Le désarmement est un des thèmes préférés des grandes puissances, mais il ne s’applique qu’aux autres. Ainsi, la Syrie doit-elle renoncer à son arsenal chimique, tandis que les États-Unis annoncent qu’ils vont armer massivement les mercenaires qui la combattent.
Un chargement d’armes chimiques syriennes va être transbordé demain à Gioia Tauro [1] (Calabre), du navire danois Ark Futura au navire états-unien Cape Ray. C’est le dernier envoi, par lequel la Syrie a terminé le désarmement chimique, sous le contrôle de l’Organisation pour l’interdiction des armes chimiques (OIAC). Damas a ainsi tenu son engagement pris dans le cadre de l’accord établi avec la médiation de Moscou, qui en échange avait obtenu de Washington la promesse de ne pas attaquer la Syrie.
Le transfert et la destruction successive des armes chimiques syriennes —déclare la ministre des Affaires étrangères Federica Mogherini— « pourrait ouvrir des scénarios ultérieurs de désarmement et de non prolifération dans la région ». Elle tait par contre le fait que, alors que la Syrie a renoncé aux armes chimiques, Israël a construit un arsenal chimique sophistiqué, qui reste secret puisqu’Israël a signé, mais pas ratifié la Convention sur les armes chimiques. Comme il l’a fait avec son arsenal nucléaire, qui reste secret puisqu’Israël n’a pas signé non plus le Traité de non-prolifération.
Mogherini tait surtout la façon dont les États-Unis contribuent au « désarmement » dans la région : au moment précisément où Damas termine le désarmement chimique, en montrant sa propension à la négociation, le président Obama demande au Congrès 500 millions de dollars pour armer et entraîner des « membres contrôlés de l’opposition syrienne ». Comme ceux en majorité non Syriens —recrutés en Libye, Afghanistan, Bosnie, Tchétchénie et autres pays—, que la CIA a pendant des années armés et entraînés en Turquie et en Jordanie pour les infiltrer en Syrie. Parmi eux, de nombreux militants de l’État islamique de l’Irak et du Levant (ÉIIL) entraînés par des instructeurs dans une base secrète en Jordanie.

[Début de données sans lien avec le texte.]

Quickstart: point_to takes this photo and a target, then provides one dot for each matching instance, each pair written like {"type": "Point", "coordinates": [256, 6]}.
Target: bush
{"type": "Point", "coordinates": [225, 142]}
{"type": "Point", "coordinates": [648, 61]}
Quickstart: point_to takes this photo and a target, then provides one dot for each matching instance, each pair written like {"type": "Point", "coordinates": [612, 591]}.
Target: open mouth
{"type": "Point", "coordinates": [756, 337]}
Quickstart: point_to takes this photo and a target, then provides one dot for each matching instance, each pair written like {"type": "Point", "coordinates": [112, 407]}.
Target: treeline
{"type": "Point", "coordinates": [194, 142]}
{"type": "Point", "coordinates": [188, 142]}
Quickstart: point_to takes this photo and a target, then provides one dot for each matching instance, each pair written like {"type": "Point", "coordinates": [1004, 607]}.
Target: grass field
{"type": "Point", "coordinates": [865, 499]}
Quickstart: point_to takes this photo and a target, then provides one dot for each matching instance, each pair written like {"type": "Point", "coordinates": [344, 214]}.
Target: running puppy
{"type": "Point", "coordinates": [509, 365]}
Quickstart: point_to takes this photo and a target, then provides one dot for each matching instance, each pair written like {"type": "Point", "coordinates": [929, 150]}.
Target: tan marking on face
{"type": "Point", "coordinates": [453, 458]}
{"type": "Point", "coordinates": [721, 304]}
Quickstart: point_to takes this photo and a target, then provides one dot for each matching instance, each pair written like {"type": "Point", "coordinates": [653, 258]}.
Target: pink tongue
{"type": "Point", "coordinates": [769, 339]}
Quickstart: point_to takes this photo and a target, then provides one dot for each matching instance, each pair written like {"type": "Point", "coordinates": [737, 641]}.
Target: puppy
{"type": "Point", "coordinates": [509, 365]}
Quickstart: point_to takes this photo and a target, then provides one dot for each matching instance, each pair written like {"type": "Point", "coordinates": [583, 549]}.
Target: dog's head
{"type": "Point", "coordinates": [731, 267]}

Bien que Damas ait réalisé le désarmement chimique, et qu’émergent d’autres preuves que ce sont les « rebelles » qui ont utilisé des armes chimiques en Syrie, Washington continue à les armer et à les entraîner pour renverser le gouvernement syrien.
Emblématique est la déclaration du Sommet G7 à Bruxelles, reflet de la politique de Washington. Sans dire un mot sur le désarmement chimique syrien, le G7 « condamne la brutalité du régime d’Assad, qui mène un conflit qui a tué plus de 160 000 personnes et en a laissé 9,3 millions dans une nécessité d’assistance humanitaire ». Et, qualifiant de fausses les élections présidentielles du 3 juin, affirme qu’ « il n’y a pas d’avenir pour Assad en Syrie ». Il fait en même temps l’éloge de « l’engagement de la Coalition nationale et de l’Armée syrienne libre à soutenir le droit international », tandis qu’il « déplore » le fait que la Russie et la Chine ont bloqué au Conseil de sécurité de l’ONU une résolution qui demandait de déférer les gouvernants syriens à la Cour pénale internationale de La Haye.

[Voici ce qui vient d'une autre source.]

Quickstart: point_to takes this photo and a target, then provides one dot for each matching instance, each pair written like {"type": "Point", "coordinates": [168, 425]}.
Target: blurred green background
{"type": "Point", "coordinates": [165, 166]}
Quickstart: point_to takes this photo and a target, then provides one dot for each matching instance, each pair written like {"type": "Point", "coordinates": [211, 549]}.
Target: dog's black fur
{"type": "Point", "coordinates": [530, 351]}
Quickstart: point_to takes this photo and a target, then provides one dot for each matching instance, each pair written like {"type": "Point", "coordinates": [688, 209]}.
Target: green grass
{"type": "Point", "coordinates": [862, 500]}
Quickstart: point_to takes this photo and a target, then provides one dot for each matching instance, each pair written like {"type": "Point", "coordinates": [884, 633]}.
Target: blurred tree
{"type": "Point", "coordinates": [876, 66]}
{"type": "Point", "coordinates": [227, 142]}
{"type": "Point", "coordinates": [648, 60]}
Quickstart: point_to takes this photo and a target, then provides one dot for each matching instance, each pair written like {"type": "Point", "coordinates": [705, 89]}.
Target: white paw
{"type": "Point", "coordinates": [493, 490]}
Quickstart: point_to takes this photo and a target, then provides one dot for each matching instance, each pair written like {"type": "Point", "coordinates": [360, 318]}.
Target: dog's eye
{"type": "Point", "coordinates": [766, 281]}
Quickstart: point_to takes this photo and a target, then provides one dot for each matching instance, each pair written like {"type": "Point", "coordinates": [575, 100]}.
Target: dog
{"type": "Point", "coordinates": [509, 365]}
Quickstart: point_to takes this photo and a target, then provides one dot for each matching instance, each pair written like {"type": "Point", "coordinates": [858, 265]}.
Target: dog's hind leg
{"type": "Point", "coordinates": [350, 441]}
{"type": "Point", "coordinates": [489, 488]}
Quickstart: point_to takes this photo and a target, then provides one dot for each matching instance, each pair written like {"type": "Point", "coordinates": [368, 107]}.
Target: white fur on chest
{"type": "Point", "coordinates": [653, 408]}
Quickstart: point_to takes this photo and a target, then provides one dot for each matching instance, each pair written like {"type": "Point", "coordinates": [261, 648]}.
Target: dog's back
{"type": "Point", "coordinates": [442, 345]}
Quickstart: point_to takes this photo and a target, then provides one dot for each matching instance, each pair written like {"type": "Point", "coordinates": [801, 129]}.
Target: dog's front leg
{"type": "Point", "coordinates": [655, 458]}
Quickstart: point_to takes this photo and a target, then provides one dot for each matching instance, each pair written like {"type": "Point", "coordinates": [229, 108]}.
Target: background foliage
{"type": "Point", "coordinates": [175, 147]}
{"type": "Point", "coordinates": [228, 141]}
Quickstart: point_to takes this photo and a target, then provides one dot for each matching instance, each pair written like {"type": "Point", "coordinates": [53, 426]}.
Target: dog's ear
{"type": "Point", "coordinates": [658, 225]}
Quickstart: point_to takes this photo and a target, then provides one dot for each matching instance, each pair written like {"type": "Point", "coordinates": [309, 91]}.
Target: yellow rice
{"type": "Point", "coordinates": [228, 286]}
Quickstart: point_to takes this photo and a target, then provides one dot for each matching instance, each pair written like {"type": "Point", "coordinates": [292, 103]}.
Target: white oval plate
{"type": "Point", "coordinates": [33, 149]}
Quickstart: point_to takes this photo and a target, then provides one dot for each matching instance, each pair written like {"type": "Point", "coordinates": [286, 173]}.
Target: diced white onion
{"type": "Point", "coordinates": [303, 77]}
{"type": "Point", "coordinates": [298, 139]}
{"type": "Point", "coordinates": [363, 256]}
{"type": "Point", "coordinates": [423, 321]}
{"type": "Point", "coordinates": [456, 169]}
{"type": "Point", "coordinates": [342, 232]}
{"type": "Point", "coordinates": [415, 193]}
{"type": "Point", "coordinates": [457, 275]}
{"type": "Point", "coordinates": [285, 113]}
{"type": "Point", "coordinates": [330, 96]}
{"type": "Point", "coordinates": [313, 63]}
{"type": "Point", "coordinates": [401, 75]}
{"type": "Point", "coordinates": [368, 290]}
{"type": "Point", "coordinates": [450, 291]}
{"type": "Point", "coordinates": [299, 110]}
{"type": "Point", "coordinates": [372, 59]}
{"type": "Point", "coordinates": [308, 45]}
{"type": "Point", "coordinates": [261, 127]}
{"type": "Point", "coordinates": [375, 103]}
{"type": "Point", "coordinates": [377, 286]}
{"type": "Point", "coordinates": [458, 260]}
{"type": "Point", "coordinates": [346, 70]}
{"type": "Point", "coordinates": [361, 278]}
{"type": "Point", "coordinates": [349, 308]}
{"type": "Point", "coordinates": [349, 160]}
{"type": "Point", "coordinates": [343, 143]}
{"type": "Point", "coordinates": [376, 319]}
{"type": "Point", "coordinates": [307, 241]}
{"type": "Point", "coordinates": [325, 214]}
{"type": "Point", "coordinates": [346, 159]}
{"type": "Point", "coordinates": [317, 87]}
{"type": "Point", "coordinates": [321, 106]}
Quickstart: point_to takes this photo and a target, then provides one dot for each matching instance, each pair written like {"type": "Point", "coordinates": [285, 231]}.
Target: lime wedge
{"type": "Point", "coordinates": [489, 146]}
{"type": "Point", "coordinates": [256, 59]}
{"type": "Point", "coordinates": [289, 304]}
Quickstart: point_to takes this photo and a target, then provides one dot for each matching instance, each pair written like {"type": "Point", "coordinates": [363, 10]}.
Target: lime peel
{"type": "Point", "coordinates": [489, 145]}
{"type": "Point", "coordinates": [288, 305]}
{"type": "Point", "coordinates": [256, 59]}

Les objectifs de Washington sont donc clairs : abattre le gouvernement de Damas, soutenu notamment par Moscou, et, en même temps (y compris par l’intermédiaire de l’offensive de l’ÉIIL, fonctionnelle à la stratégie états-unienne), déposer le gouvernement de Bagdad, qui avait pris ses distances avec les USA et s’était rapproché de la Chine et de la Russie. Ou, en alternative, « balkaniser » l’Irak en favorisant sa division en trois morceaux.
Dans ce but Washington envoie en Irak, en plus de drones armés qui opèrent depuis le Koweït, 300 conseillers militaires avec la mission de constituer deux « centres d’opérations conjointes », un à Bagdad et l’autre au Kurdistan. Pour conduire ces opérations et d’autres, définies officiellement de « contre-terrorisme », la Maison-Blanche demande au Congrès des fonds additionnels : 4 milliards de dollars pour le Pentagone (surtout pour ses Forces spéciales), un milliard pour le département d’État, 500 millions pour des « situations imprévisibles ». En réalité facilement prévisibles.
[1] Le port calabrais de Gioia Tauro (province de Reggio Calabria) est le plus grand port méditerranéen de transfert de chargement (transhipment). NdT.